Your article on how over-committed, or under-resourced, the SLO Sheriff’s Department is in the North County shows the effects of continuous budget cuts on our county law enforcement organization, with more reductions perhaps to come.
Maybe if we were to eliminate redundant infrastructure, which costs money to operate, then we could afford to hire back more deputies for critical field work and reduce too-long response times.
Across Highway 101 from the Templeton sheriff’s substation and a mile south is the local CHP substation. Both substations have the same mission and have very similar installations. Why do we have two tax-funded units with duplicate functions a mile apart?

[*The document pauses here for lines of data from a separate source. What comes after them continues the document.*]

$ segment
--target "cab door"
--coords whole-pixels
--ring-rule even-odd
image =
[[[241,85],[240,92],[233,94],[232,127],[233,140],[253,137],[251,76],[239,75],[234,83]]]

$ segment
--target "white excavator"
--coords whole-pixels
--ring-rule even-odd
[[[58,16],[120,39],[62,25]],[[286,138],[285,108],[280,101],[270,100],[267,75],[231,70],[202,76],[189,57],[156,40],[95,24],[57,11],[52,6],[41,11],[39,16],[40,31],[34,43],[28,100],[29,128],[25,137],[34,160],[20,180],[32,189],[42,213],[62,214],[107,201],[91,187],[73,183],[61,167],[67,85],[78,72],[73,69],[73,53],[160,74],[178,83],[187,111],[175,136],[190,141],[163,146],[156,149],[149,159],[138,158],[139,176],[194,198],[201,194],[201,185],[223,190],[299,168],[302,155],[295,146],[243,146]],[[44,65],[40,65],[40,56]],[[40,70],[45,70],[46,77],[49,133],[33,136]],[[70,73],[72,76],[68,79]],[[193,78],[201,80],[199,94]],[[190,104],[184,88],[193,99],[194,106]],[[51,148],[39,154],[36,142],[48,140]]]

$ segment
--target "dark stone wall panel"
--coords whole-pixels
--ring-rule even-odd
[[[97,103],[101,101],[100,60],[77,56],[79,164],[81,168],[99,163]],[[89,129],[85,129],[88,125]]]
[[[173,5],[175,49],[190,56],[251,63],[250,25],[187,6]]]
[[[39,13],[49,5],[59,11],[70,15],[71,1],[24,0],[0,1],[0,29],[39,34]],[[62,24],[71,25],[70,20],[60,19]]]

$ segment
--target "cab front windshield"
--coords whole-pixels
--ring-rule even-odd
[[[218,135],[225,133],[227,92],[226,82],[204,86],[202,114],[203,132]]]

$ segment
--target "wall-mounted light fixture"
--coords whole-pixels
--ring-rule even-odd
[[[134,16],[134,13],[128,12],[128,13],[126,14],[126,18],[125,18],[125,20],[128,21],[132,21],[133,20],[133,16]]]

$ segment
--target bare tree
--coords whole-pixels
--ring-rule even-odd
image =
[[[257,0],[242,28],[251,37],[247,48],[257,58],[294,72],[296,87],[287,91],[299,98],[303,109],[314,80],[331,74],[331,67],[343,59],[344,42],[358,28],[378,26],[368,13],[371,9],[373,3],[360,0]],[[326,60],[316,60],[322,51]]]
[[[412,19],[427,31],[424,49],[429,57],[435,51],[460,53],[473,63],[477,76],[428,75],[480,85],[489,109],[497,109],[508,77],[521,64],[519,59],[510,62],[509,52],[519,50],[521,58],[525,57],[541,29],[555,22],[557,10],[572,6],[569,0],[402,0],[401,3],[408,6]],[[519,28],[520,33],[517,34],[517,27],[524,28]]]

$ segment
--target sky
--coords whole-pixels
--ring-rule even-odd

Why not close one substation and move its functions in with the other? Why can’t the same dispatcher radio to CHP officers as well as to sheriff’s deputies? Why can’t the same carport shelter both organizations’ cars? Why can’t the officers use the same locker room? The energy savings alone would probably pay for the move. The savings on fixed costs and on duplicate manning would allow more cops on the beat.
Having two separate/ equal substations doing the same tasks and double-dipping into the tax pool is a luxury that can’t be afforded now.
It’s about money
The article on Templeton’s Saturday school highlights the problem with education in California. If the education professionals were truly concerned about students, they would have Saturday school so students could make up lessons they missed during the week. Instead, they are bringing them in to serve time doing “nature walks” and “test reviews.”
This is a very thinly veiled attempt to generate statistics that will enable the district to get more money from the state. Clearly, it’s not about the student; it’s about money.
This manipulation can also be seen in the “teaching to the test” concept and teaching “how to take a test” that is becoming all too prevalent in our schools. Again, the statistics and resulting money are more important than the individual student.
With this attitude by administrators, is it any wonder California ranks so low in public education?
Assault by T-shirt
It’s hard to express how happy I am to know that when I take my 7-year-old granddaughters downtown the likelihood of them being told of the sexual appetites of some students will be more common now that Cal Poly has endorsed the SAFER T-shirt “I (heart) consensual sex.” Assault can take various forms, and this is one.